でも、霊夢を襲うとはね。余程好きだったのかしら」(Yさん:妖怪)
「へぇー、魔理沙がそんなことをねぇ。
普段はあんな感じなのに、やる時は随分とやるのね」(Fさん:吸血鬼)
「ははは、魔理沙が霊夢をね…。
僕は彼女を小さい頃から知っているけど、まさか女の子を襲うような人間に育っていたとは。
でも、幻想郷は女の子ばっかりだから、女の子でも恋愛対象は女の子になるのだろうね」(Rさん:人妖)
犯人を知る方々のショックは予想以上のもので、この事件は、
恐らく一生忘れることの出来ないほどの衝撃的なものであった。
発行者は精神的ダメージが高いとされる博麗の巫女にはコンタクトを控えたが、近々詳細を聞いてみたいものである。
しかし、無理矢理このような行為は断じて許されるものではない。
幻想郷でも犯罪は犯罪であり、決して犯罪には手を染めてはならないのである。
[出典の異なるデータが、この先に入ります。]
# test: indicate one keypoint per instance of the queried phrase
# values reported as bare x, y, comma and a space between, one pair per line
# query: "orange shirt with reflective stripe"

(射命丸 文)』
それは確かな号外であった。
以前、号外でもないのに号外を発行した射命丸文であるが、この記事は号外だった。
「あーらら、書かれてたのね。まさかあのことがフライデーされていたとは」
霊夢は記事を見るなり呟いた。
「でも、あれを私が飲んでいたら、私がこう書かれたのね。危ない、危ない。もうあの薬はこりごりね」
予断であるが、その後、霧雨魔理沙に対して、殆どの人間や妖怪が近寄らなくなったのは、言うまでもない。
◆第百二十季 葉月之五(8月5日)深夜 永遠亭
辺りは暗闇だろうが、日付が変わろうが、八意永琳なる人物には全く関係なかった。
『文々。新聞』の号外と夕刊を再度読みながら、永琳は良く冷えた紅茶を飲んでいた。
「恐らく、恋慕惚薬……、間違いないわね。チラシに入れといたサンプルを飲んだのね。
チラシにはちゃんと「容量・用法を守って正しくお使い下さい」と書いておいたのに。
まあ、薬のことは感付かれていないから、良かったというべきか」
カンテラの中に灯っている火を明かりとして、永琳は次なる薬を開発する。
寝る間を惜しんで作業に没頭するのも、薬の作り手として生まれた身のこともあるが、
客のニーズに応じるのも、作り手の仕事である。
「さてと、今度はどんな薬を作ろうかしら」
そもそもの元凶は、楽しそうに、そして愉快そうに呟いた。